What is the “dress code”?

Generally, casual is appropriate.  

What shall I bring?

Check with your host if you can bring something to go with dinner.

Is it OK to cancel after I have accepted an invitation?

Unless sickness or a personal emergency arises, it is impolite to change your mind.  Your hosts may be “trying out” cross-cultural exchange for the first time.  Thus, the cancellation would not make a good impression on them.

What is expected of me in the home?

  • At the dinner table, it is polite to ask for “seconds” – it flatters the cook!  If they ask if you would like seconds (adding any one or more of the available foods to your plate a second time), and you say “no, thank you” (because it is polite in your culture), realize that the host will almost never ask again.  They will not force it. 
  • In American homes, people generally pass the various plates of food to one another.  Each person “helps himself”.  So be ready to pass a dish of food if it is closer to you than to the person who is asking, and also ask to have food passed to you, e.g. “please, pass the potatoes”.
  • You may be asked questions about your culture or where you grew up.
  • Most hosts will appreciate your questions too since people like to talk about themselves (not salary, age, or family difficulty, however). If you are really brave, try one of these questions with other guests:
    • Tell me about where you grew up and what it was like.
    • What is one important lesson that you have learned in your life?
    • What was the greatest time of joy in your life?
    • Who were/are your favorite relatives? Do you remember any of the stories they used to tell you?
    • What has been your favorite family tradition?

What might I expect of my hosts?

You may meet other family members than just your hosts (e.g. sons, daughters, sisters,  or brothers). Often members of households offer a prayer to God before beginning to eat.  You may listen politely or join in! Don’t be surprised to discover a house pet – a dog or a cat, for example.

Should I offer to help prepare dinner or wash dishes afterward?

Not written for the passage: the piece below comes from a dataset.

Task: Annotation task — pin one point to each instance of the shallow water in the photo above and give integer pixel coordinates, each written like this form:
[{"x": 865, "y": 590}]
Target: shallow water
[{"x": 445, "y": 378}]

Yes, you may politely offer to help. Often your hosts will enjoy talking with you while you work together in the kitchen. This is an easy and informal way to get to know each other better. Many hosts, however, will simply say, “No, thank you,” after you offer help, and you will not be expected to help. Expectations differ significantly between families.

What about seating at the dinner?

It is polite to wait for your host to instruct about seating. If your host has children, they may be very excited about having you sit next to them.